This story is from May 28, 2017

Govt open to strategic disinvestment in Air India: FM

Jaitley explained that of Rs 50,000 crore debt, nearly Rs 25,000 crore is the value of aircraft. The airline also has some other assets. The civil aviation ministry is exploring all options. “If 86% of the flying can be handled by the private sector they can handle 100% also," Jaitley said.
Govt open to strategic disinvestment in Air India: FM
Finance minister Arun Jaitley. (PTI file photo)
Key Highlights
  • Air India's market share today is around 14 per cent while the debt is Rs 50,000 crore: Jaitley
  • Air India is surviving on a Rs 30,000-crore bailout package spread over 10 years announced by the Manmohan Singh government in 2012
NEW DELHI: Finance minister Arun Jaitley has said that the government is open to the idea of inducting a strategic partner in Air India and the civil aviation ministry was exploring all possible options for the ailing state-run airline.
This is the first clear comment from the government about the future of Air India.
“Today they have a market share of 14% and a debt of Rs 50,000 crore.
Your money does not go into private sector airlines such as Indigo, Spicejet, Go Air, Jet Airways then why should you put Rs 50,000 crore in running Air India? Government money means your money. This money can be used for education,” Jaitley said during a panel discussion on Doordarshan News.
When asked about the government's strategy to deal Air India, the finance minister said that if a good management comes forward, government will consider disinvestment. Jaitley explained that of Rs 50,000 crore debt, nearly Rs 25,000 crore is the value of aircraft. The airline also has some other assets. The civil aviation ministry is exploring all options. “If 86% of the flying can be handled by the private sector they can handle 100% also," Jaitley said.
On May 17, TOI had reported that the government has the government has tasked NITI Aayog to devise a road map for the beleaguered state run carrier, which may include recommendation for a strategic sale.
The FM also said that strategic sales in state run firms will gather pace in the next two years. “Let there be no misunderstanding that we are going slow on disinvestments. Leaving some sectors where the presence of the government is necessary, the role of the private sector in other sectors is very large,” Jaitley said. The Modi government had promised to push ahead with
strategic disinvestment, which involves ceding management control, when it swept to power in May 2014 but the process has made limited progress.
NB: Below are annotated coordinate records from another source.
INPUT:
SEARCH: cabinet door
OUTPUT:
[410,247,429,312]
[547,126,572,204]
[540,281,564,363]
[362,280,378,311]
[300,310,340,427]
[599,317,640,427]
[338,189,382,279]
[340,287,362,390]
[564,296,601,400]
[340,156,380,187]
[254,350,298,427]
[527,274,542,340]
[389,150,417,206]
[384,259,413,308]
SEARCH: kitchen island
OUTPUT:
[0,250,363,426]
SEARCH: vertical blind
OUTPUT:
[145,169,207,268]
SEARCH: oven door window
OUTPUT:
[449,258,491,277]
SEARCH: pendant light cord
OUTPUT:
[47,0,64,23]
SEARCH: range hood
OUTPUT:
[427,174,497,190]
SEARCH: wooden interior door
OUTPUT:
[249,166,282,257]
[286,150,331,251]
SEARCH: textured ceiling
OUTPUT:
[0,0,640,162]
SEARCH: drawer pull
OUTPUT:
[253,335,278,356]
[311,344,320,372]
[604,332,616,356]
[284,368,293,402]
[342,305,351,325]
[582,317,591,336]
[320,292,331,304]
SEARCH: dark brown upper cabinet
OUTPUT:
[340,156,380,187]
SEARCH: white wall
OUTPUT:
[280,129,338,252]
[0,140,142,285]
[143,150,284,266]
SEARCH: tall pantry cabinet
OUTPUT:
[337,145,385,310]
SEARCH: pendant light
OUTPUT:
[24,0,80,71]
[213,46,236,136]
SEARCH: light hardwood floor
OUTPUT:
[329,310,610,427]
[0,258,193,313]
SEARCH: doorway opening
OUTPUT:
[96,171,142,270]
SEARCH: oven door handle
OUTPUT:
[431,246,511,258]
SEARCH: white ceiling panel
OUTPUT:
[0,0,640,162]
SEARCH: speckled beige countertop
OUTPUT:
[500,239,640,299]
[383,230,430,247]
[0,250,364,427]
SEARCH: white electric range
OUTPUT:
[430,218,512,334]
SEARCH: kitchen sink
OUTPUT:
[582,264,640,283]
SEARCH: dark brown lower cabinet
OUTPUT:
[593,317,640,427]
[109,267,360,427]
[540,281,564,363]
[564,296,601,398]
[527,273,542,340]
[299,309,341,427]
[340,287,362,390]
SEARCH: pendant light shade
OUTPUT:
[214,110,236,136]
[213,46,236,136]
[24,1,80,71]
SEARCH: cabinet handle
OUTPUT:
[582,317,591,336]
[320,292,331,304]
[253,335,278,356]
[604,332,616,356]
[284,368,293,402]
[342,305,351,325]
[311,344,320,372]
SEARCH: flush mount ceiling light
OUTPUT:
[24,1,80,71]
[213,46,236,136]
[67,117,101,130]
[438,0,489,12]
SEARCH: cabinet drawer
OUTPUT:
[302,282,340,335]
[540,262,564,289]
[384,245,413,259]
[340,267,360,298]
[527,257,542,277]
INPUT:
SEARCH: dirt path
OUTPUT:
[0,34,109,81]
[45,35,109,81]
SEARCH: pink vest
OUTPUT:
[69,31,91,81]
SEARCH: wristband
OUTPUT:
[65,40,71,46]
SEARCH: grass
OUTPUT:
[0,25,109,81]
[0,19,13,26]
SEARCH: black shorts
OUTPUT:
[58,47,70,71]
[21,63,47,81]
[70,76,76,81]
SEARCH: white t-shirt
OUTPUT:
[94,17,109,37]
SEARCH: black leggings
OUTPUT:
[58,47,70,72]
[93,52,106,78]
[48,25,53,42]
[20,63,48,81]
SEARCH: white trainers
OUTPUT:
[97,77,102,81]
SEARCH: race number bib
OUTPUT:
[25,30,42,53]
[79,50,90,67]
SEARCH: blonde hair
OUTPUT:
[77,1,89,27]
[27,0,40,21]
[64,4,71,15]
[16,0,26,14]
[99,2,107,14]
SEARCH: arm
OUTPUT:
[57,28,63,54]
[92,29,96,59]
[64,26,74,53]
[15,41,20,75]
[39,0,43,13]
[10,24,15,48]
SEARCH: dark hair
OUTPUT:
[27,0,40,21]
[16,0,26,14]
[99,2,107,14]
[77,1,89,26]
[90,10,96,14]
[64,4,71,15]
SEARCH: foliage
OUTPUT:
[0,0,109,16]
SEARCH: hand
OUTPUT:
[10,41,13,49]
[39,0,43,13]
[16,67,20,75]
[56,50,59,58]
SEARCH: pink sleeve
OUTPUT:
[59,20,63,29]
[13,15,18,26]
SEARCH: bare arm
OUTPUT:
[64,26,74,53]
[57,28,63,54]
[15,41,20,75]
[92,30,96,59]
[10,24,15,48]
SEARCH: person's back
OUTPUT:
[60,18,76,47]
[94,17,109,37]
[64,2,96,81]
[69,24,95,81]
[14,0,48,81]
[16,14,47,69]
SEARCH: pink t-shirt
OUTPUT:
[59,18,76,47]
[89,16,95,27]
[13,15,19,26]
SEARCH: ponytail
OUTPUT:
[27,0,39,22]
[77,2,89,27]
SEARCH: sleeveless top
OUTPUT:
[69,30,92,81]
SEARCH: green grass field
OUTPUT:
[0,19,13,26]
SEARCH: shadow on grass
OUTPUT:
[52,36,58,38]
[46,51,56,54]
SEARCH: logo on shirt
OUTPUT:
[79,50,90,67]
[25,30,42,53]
The Vajpayee government had made efforts to sell a stake in Air India and the then disinvestment minister Arun Shourie had promised to push ahead with a strategic sale even if one bidder was in the fray. But the plans fell through and Air India continued as a state-run entity.
Estimates suggested that the airline has liabilities of over Rs 52,000 crore, with the interest burden alone estimated at Rs 4,000 crore a year. While Rs 25,000 crore has been pumped in over the last five years, a similar amount has been committed till 2032.
A large part of the blame is on the way the national carrier was operated during 2005-07 when an aircraft acquisition plan of Rs 50,000 crore. The airline's turnover was around Rs 15,000 crore. That put Air India under a severe debt burden.
On political opposition to closing down Janpath hotel, Jaitley said: “Running hotels is not the business of the government. In Connaught place there is a hotel on 4 to 5 acres of land and even 10% of the rooms are not occupied. Tt is rented out to only government offices. Are we running hotels in this manner? It’s a farce,” he said.